Des Weiteren erklärt die Beklagte die unbedingte Aufrechnung mit Forderungen aus Schadensersatz. Durch unberechtigte Stromabschaltungen der Klägerin habe die Beklagte eigene Stromaggregate auf diversen Baustellen aufstellen müssen. Durch die Stromabschaltung sei darüber hinaus ein erheblicher Schaden entstanden. Dadurch, dass ein Kran durch unvermitteltes Abschalten des Stroms beschädigt worden sei. Die Stromabschaltung durch die Klägerin sei grundlos erfolgt. Den Schaden beziffert die Beklagte auf 11.812,66 Euro.

Ferner trägt die Beklagte vor, dass das in § 17 Abs. 3 StromGVV enthaltene Aufrechnungsverbot hier nicht gelten könne. Die StromGVV gelte im Vertragsverhältnis zwischen den Parteien nicht. Die Beklagte sei weder Haushaltskunde noch Ersatzversorgte. Eine Wirksamkeit der StromGVV sei auch nicht vertraglich vereinbart worden.
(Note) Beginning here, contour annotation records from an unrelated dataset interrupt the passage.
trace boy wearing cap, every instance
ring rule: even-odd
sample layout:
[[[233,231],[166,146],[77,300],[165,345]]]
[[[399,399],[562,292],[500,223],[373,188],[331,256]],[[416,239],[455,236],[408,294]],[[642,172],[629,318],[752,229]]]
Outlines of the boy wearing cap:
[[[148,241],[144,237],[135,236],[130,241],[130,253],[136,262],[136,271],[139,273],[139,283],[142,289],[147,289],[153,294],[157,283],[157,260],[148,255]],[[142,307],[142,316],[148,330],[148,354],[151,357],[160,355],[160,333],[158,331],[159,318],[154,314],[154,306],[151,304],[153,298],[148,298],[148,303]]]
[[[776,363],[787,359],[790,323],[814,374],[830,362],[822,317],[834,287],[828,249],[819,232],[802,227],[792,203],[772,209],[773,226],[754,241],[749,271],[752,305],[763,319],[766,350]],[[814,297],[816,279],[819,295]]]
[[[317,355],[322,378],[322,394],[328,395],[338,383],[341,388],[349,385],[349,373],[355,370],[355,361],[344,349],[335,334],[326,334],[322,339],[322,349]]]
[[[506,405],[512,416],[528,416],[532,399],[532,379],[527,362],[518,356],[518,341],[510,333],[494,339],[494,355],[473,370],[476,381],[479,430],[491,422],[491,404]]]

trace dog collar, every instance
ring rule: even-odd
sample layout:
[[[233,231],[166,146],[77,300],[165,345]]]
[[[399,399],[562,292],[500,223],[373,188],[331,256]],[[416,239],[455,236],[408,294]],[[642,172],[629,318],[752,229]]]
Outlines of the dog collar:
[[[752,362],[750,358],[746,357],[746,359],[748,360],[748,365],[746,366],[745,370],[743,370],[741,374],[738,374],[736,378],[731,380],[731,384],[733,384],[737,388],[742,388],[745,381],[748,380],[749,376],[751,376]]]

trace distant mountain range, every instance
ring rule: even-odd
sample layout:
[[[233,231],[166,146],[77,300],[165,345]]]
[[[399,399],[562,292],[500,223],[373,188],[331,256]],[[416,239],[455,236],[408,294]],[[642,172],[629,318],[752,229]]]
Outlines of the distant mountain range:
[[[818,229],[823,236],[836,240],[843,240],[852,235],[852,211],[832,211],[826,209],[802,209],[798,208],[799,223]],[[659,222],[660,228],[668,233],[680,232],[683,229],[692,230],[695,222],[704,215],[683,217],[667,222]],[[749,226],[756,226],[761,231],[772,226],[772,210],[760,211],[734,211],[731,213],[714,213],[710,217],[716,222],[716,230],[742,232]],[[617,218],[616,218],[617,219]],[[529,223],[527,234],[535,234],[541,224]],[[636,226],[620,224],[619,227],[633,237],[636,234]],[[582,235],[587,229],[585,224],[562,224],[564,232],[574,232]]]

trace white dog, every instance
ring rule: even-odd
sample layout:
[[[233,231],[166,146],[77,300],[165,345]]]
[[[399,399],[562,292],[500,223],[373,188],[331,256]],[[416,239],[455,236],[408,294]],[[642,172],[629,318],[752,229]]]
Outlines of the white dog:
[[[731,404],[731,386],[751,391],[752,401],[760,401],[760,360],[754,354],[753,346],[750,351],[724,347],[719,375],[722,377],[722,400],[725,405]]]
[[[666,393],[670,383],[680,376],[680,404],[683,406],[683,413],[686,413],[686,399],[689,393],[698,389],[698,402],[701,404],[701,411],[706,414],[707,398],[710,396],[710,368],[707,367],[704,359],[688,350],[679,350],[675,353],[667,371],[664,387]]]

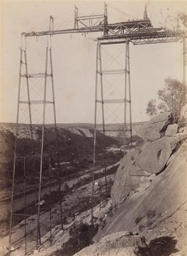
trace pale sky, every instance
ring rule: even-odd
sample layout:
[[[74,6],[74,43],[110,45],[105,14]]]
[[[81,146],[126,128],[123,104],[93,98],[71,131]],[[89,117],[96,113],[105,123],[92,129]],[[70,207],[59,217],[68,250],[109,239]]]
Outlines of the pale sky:
[[[47,29],[50,15],[54,16],[55,29],[73,28],[74,4],[79,8],[80,14],[99,14],[104,13],[104,2],[1,2],[1,121],[16,122],[21,32]],[[151,18],[154,27],[166,26],[165,18],[169,15],[172,17],[177,13],[186,11],[186,1],[106,3],[108,4],[109,23],[128,19],[118,13],[111,5],[143,19],[144,6],[147,4],[148,16]],[[98,34],[100,35],[101,33]],[[89,39],[94,36],[95,35],[92,34],[86,37],[74,34],[52,38],[57,123],[94,122],[96,42]],[[26,44],[29,72],[41,72],[41,67],[44,66],[46,38],[40,38],[38,41],[28,38]],[[149,119],[145,113],[147,103],[151,98],[157,98],[157,92],[163,88],[165,78],[171,77],[182,81],[182,64],[181,43],[130,45],[133,121]]]

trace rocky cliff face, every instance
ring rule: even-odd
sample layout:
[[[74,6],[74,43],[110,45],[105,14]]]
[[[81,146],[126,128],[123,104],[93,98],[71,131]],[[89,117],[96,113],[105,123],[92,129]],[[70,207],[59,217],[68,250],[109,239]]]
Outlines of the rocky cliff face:
[[[167,112],[142,126],[143,144],[129,150],[117,170],[111,191],[113,216],[94,238],[96,247],[101,246],[102,237],[126,230],[145,236],[153,255],[186,255],[186,106],[183,111],[178,125],[172,124]],[[112,255],[111,249],[101,255]]]

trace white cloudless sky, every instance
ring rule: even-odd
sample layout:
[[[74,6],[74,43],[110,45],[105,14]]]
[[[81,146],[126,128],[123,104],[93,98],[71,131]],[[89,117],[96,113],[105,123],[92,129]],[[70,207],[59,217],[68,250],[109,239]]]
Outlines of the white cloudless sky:
[[[128,19],[110,5],[143,19],[146,5],[148,16],[154,27],[168,26],[168,19],[165,19],[169,15],[174,17],[177,13],[186,11],[186,1],[106,3],[109,23]],[[73,28],[74,4],[80,14],[104,13],[101,1],[2,1],[1,121],[16,122],[21,32],[48,29],[50,15],[54,16],[55,29]],[[96,36],[73,34],[52,37],[57,123],[94,121],[96,42],[90,39],[93,36]],[[37,40],[28,38],[26,45],[29,49],[29,72],[43,71],[46,37]],[[180,42],[130,44],[133,121],[149,119],[145,113],[147,102],[157,98],[158,90],[163,88],[165,78],[182,81],[182,65]]]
Die Klägerin erwidert hierzu,

die Beklagte sei hinsichtlich der Baustromlieferung für mehrere Baustellen in Zahlungsrückstand gewesen. Die Beklagte sei mehrfach ordnungsgemäß gemahnt worden und die Einstellung der Energieversorgung sei ihr mehrfach angekündigt worden. Deshalb sei die Stromabschaltung berechtigt gewesen. Eine Aufrechnung mit Schadensersatzforderungen komme schon wegen der Anwendung der StromGVV nicht in Betracht, es bestehe ein Aufrechnungsverbot, die Beklagte sei Haushaltskunde. Im Übrigen seien die Schadensersatzforderungen unsubstantiiert. Wegen der Einzelheiten des Parteivortrags wird auf die gewechselten Schriftsätze Bezug genommen.

Entscheidungsgründe

Die Klage ist zulässig und zum ganz überwiegenden Teil auch begründet. Die Klägerin hat gem. §§ 433, 453 BGB analog gegen die Beklagte Zahlungsansprüche in Höhe von 7.618,78 EUR aus den mit der Beklagten geschlossenen Stromlieferungsverträgen. Die Nebenforderungen der Klägerin sind ebenso berechtigt.
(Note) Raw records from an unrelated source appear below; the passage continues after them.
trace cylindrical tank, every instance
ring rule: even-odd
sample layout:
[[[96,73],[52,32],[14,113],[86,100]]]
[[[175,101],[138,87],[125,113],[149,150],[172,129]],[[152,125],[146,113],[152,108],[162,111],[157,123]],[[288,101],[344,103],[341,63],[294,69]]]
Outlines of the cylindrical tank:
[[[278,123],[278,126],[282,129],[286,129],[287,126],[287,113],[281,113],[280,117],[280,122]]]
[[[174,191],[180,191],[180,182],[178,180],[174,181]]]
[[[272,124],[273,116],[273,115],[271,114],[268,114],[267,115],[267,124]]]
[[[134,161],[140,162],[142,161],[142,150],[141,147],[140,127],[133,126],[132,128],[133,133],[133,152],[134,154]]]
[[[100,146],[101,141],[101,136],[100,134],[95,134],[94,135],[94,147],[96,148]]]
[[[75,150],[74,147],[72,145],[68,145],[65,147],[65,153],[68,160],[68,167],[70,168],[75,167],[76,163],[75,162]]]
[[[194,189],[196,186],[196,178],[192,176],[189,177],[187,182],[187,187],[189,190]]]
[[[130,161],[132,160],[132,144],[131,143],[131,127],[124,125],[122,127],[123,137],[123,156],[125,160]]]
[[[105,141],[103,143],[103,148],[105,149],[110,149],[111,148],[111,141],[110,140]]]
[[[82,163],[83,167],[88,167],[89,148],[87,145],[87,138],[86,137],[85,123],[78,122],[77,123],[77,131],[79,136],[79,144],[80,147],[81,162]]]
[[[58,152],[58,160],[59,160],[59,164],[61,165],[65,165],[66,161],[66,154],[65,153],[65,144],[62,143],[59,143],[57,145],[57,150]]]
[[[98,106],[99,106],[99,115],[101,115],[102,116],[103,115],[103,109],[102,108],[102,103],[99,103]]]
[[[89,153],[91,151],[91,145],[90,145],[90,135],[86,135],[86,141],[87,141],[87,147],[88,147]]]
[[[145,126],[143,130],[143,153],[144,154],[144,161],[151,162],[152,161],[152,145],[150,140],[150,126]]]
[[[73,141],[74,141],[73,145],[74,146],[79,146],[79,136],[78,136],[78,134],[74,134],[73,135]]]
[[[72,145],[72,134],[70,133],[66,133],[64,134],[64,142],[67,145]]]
Eine Zahlung der Beklagten in Höhe von 20 EUR hat die Klägerin im Mai 2008 unstreitig erhalten; Abschlagszahlungen in dieser Höhe waren für Stromlieferungen für die B. Straße in P. vereinbart. Nach dem unbestrittenen Beklagtenvortrag war die Zahlung als Abschlagszahlung für den dortigen Stromverbrauch bestimmt. Eine Verrechnung auf etwaige Wiederinbetriebsetzungskosten kam wegen des Leistungsbestimmungsrechts der Beklagten gem. § 367 Abs. 2 BGB nicht in Betracht, die Klägerin hat die Zahlung angenommen.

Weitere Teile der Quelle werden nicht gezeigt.